I’d like to run a Linux box booting off ZFS for my desktop so I could just send snapshots for backup, but every time I’ve looked into doing it I got bogged down trying to figure out the right combination of things to do to make it actually boot. Maybe I just need to setup a machine with non-zfs boot and use zfs for the actual data storage.

That’s much smarter than what I did (“Nuke it from orbit”) and what I will do in the future. Thank you for that suggestion!

Look, none of this is as easy as it ought to be, hence the need for TrueNAS in the first place. The demi-gods here can set up a functional equivalent to TrueNAS in most respects using nothing more than Debian or FreeBSD and a bit of time.
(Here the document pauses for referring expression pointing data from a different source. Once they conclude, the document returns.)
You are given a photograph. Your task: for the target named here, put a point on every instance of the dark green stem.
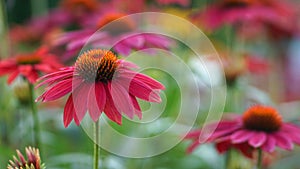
(259, 159)
(228, 159)
(36, 126)
(96, 146)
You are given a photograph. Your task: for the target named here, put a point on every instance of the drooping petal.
(292, 132)
(121, 99)
(270, 144)
(68, 111)
(241, 136)
(80, 96)
(122, 49)
(55, 79)
(282, 141)
(143, 78)
(110, 110)
(258, 139)
(94, 110)
(59, 90)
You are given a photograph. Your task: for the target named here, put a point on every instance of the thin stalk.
(96, 146)
(228, 156)
(259, 159)
(3, 31)
(35, 118)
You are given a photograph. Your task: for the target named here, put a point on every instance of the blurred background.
(257, 41)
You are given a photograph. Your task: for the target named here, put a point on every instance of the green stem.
(3, 31)
(259, 159)
(228, 159)
(36, 127)
(96, 146)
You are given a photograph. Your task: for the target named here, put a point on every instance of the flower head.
(259, 127)
(108, 84)
(29, 65)
(33, 160)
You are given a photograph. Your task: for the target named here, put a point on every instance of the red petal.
(68, 111)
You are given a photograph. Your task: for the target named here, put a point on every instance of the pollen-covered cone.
(100, 82)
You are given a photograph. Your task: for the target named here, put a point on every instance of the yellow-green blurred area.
(257, 62)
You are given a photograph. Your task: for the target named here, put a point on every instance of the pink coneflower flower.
(260, 127)
(106, 83)
(274, 15)
(33, 160)
(29, 65)
(121, 36)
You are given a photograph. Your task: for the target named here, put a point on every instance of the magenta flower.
(29, 65)
(106, 83)
(168, 2)
(122, 37)
(274, 15)
(259, 127)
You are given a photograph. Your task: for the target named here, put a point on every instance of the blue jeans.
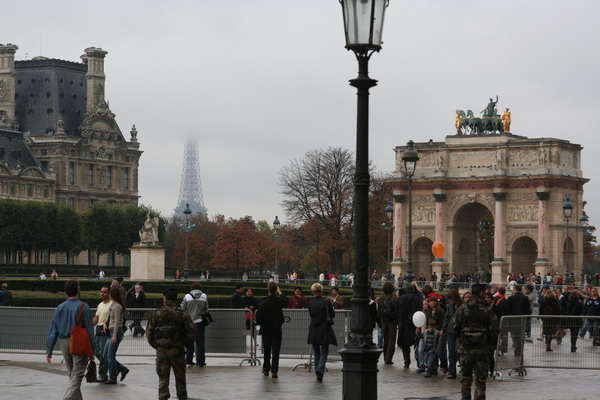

Where TrueNAS shines is making all that far more accessible to the likes of you and me.

The dual FS system is nothing new - see Pis who will have a FAT and a Ex3 or whatever FS on each boot disk. The trick is in figuring out how to reliably back stuff up, especially the config files that are worth their weight in gold. Downloads, etc. are peanuts, config files where stuff just works as expected represent hours, if not days of my time.

NB that you would lose your history from the last week. I’m personally okay with that, as I store backups just for emergencies and rarely use file history.

Well, corrupted backup doesn’t work for history, but files can be restored manually.

There is that but there is also the much smaller load that your approach imposes on the backup mechanism. Your approach likely preserves 99% of the TimeMachine corpus, which means that past snapshots are still relevant and that they can be used if my boss has an epiphany about a file she changed two weeks ago, or whatever.

My approach ends up with files that are accurate as of this week, a huge backup has to be transferred to the backup server, ditto all the offline repositories, and a giant set of snapshots that currently bloat my NAS file system to the tune of 3% before getting shipped into the TrueNAS bitbucket.